ITM Web of Conferences (Jan 2024)
An unsupervised machine learning approach for estimating missing daily rainfall data in peninsular malaysia
Abstract
Rainfall data plays a vital role in various fields including agriculture, hydrology, climatology, and water resource management. Stakeholders had raised concerns over the issue of missing rainfall data as it presents a huge obstacle in achieving reliable climate forecasts. Therefore, it is necessary to perform accurate estimation for the missing daily rainfall data. Each year, the peninsular Malaysia experiences a significant rainfall event during the monsoon period due to the North-East monsoon (NEM) wind.
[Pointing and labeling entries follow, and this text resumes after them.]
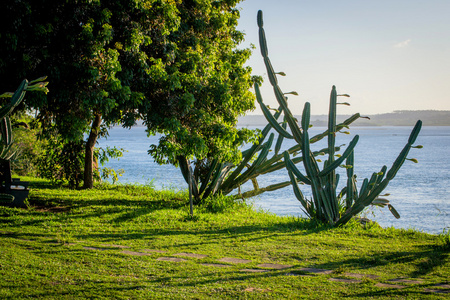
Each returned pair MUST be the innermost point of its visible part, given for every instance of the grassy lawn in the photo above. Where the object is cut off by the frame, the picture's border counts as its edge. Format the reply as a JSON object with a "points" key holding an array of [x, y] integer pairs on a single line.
{"points": [[116, 242]]}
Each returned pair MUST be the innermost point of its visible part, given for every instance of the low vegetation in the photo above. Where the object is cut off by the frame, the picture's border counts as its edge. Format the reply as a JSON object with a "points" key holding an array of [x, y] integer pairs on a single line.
{"points": [[70, 244]]}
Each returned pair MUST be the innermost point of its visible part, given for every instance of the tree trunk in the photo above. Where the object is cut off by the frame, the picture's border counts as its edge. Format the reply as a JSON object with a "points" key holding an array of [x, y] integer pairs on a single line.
{"points": [[89, 154]]}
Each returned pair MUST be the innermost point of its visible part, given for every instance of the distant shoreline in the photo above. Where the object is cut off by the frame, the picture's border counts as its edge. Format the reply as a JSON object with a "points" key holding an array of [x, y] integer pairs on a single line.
{"points": [[396, 118]]}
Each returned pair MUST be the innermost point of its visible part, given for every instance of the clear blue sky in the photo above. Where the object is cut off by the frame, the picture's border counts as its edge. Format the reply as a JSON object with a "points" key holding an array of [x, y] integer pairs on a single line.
{"points": [[388, 55]]}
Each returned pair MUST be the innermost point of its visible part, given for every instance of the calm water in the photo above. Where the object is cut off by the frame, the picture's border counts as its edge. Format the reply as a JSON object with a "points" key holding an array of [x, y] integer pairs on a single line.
{"points": [[419, 192]]}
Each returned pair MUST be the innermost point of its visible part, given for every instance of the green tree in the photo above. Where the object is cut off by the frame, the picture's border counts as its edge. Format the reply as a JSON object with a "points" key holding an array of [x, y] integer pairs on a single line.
{"points": [[199, 87], [172, 63], [91, 50]]}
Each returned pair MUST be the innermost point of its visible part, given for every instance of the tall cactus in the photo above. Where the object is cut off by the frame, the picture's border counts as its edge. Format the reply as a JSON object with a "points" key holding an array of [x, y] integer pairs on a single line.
{"points": [[6, 140], [326, 203]]}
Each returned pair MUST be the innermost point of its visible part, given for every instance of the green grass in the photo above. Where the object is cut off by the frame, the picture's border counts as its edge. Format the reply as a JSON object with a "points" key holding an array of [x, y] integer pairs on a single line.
{"points": [[43, 254]]}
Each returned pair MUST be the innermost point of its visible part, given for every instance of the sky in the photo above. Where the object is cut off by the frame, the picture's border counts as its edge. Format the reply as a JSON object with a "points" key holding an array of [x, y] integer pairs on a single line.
{"points": [[387, 55]]}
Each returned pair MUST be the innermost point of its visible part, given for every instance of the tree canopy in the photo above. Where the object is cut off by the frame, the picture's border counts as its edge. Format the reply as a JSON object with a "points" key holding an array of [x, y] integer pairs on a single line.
{"points": [[173, 64]]}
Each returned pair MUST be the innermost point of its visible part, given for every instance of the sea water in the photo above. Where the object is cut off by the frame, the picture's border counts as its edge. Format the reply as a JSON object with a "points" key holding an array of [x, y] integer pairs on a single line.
{"points": [[419, 192]]}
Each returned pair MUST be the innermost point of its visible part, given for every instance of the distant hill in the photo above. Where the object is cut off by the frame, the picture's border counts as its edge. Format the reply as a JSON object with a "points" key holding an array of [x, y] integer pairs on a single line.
{"points": [[396, 118]]}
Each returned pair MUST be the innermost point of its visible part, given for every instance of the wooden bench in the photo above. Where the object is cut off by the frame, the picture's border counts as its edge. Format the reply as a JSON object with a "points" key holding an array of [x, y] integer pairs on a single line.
{"points": [[12, 186]]}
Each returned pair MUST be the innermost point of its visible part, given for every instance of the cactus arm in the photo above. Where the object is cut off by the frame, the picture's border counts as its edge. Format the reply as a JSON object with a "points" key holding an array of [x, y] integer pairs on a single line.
{"points": [[332, 166], [297, 192], [340, 126], [270, 118], [259, 191], [332, 125], [280, 140], [293, 169]]}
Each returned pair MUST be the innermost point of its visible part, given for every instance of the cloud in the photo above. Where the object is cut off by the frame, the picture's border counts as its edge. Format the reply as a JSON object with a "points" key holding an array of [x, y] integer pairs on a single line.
{"points": [[402, 44]]}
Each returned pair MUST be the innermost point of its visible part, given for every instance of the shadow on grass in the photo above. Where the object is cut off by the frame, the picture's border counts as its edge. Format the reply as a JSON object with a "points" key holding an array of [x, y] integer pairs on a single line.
{"points": [[426, 260]]}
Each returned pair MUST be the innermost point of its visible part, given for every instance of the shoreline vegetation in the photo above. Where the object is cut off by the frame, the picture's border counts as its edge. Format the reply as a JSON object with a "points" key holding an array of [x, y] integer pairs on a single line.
{"points": [[135, 242], [396, 118]]}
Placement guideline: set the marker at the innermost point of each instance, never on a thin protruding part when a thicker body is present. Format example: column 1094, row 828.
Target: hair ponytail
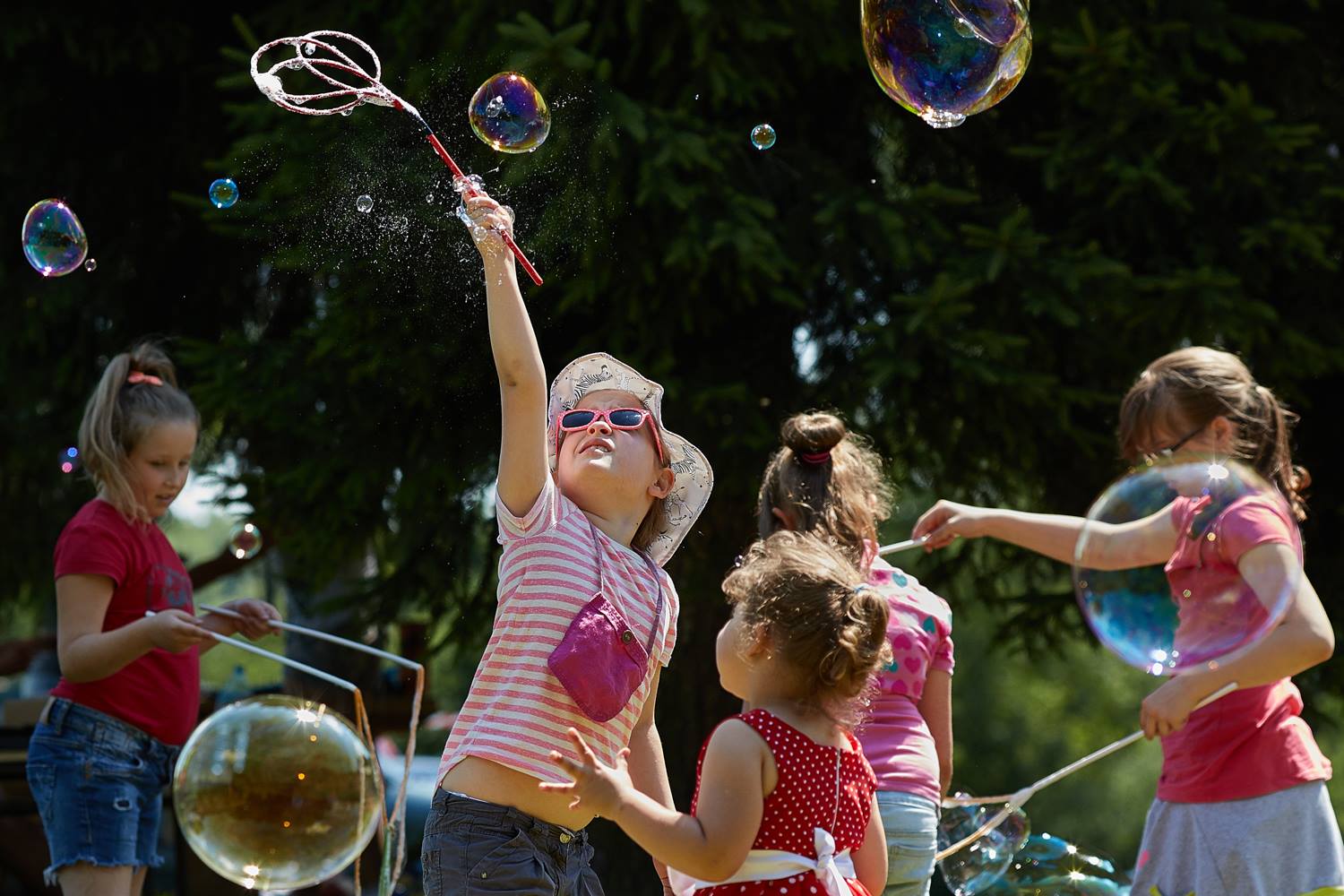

The intricate spatial rainfall dynamics requires a computational model, capable of generating accurate estimates and deciphering hidden patterns from the missing data. An unsupervised machine learning model known as the Self-Organising Feature Map (SOFM) is developed to estimate the missing daily rainfall across 10 rainfall stations during the NEM period between 2010 and 2020. The SOFM exhibited reliable performance across the percentage of missingness between 10% to 50%. Below 50% missingness, the evaluated statistical metrics, coefficient of determination (R2) is attained above 0.5, ranging between 0.504 and 0.915; root mean square error (RMSE) between 15.9 to 22.7. The feature maps enabled the visualisation of the relationship between the rainfall intensity and studied rainfall stations. The feature maps suggested that the studied rainfall stations are inhomogeneous.